Summary. The possibility was examined that in cattle compatibility of major histocompatibility complex (MHC) products between dam and calf might negatively influence the placental maturation and expulsion, and therefore increase the risk of retained placenta in healthy, normally calving cattle. Fifteen combinations of a single dam and two offspring were selected; the placenta of the first offspring was normally expelled (control) and the placenta of the second one was retained (case). The MHC class I and class II antigens of the animals were typed by immunoprecipitation and by one‐dimensional isoelectric focusing (1D‐IEF).
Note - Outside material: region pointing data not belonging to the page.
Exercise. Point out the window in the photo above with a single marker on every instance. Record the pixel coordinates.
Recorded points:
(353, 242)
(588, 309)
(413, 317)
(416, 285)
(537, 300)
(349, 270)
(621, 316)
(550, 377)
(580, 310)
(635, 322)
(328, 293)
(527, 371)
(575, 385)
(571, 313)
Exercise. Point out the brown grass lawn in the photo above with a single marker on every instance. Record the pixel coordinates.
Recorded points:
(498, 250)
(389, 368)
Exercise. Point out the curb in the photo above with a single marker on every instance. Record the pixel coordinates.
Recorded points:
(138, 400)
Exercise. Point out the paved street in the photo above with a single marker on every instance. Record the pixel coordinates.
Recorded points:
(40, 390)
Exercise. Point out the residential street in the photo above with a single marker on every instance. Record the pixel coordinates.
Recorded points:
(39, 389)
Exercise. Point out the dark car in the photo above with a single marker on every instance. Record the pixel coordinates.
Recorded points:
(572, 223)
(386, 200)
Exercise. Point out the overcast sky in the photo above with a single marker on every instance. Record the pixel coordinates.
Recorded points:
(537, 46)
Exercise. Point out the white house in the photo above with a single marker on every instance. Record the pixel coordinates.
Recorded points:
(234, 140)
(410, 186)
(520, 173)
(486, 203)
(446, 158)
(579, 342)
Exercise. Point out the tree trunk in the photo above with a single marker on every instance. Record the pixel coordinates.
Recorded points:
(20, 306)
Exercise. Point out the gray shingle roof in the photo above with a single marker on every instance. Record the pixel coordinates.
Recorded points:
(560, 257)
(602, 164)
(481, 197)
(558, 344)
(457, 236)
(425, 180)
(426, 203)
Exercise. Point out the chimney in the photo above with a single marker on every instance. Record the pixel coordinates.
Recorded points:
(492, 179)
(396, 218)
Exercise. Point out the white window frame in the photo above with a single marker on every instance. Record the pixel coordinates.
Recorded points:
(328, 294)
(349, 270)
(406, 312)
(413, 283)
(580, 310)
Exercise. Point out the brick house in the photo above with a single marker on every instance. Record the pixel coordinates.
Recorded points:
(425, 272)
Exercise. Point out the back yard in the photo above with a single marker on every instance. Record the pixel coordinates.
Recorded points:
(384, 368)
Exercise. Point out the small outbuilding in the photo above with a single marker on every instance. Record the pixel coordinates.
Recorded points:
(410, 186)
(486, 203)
Compatibility or incompatibility of class I or class II antigens was established by comparison of the IEF banding patterns of dam and calves. Analysis revealed that MHC class I compatibility between dam and calf increased the risk of retained placenta. In this study, the effect of class II compatibility was not significant, nor was the effect of the interaction of class I and class II. In a subsequent, additional sample the experimental design was extended: induction of tolerance against non‐inherited maternal antigens (NIMA) might be implicated in the occurrence of the disorder within the group of class I incompatible cases. In three out of the five class I incompatible retained placenta cases, the banding pattern of the incompatible haplotype of the calf was identical to that of the haplotype of the granddam that was not inherited by the dam (NIMA). Notably, within the nine class I incompatible controls, there were none in which the offspring shared a paternal class I type with the granddam. This might suggest a toleranceinducing effect of NIMA in cattle in relation to retained placenta. The results for the nine cases and 11 controls analysed in this second set confirmed the results of the first set: again there appeared to be an increased risk of retained placenta due to class I compatibility (direct or through NIMA). We suggest that retention of the placenta is, at least in part, the result of the lack of alloreactive mechanisms.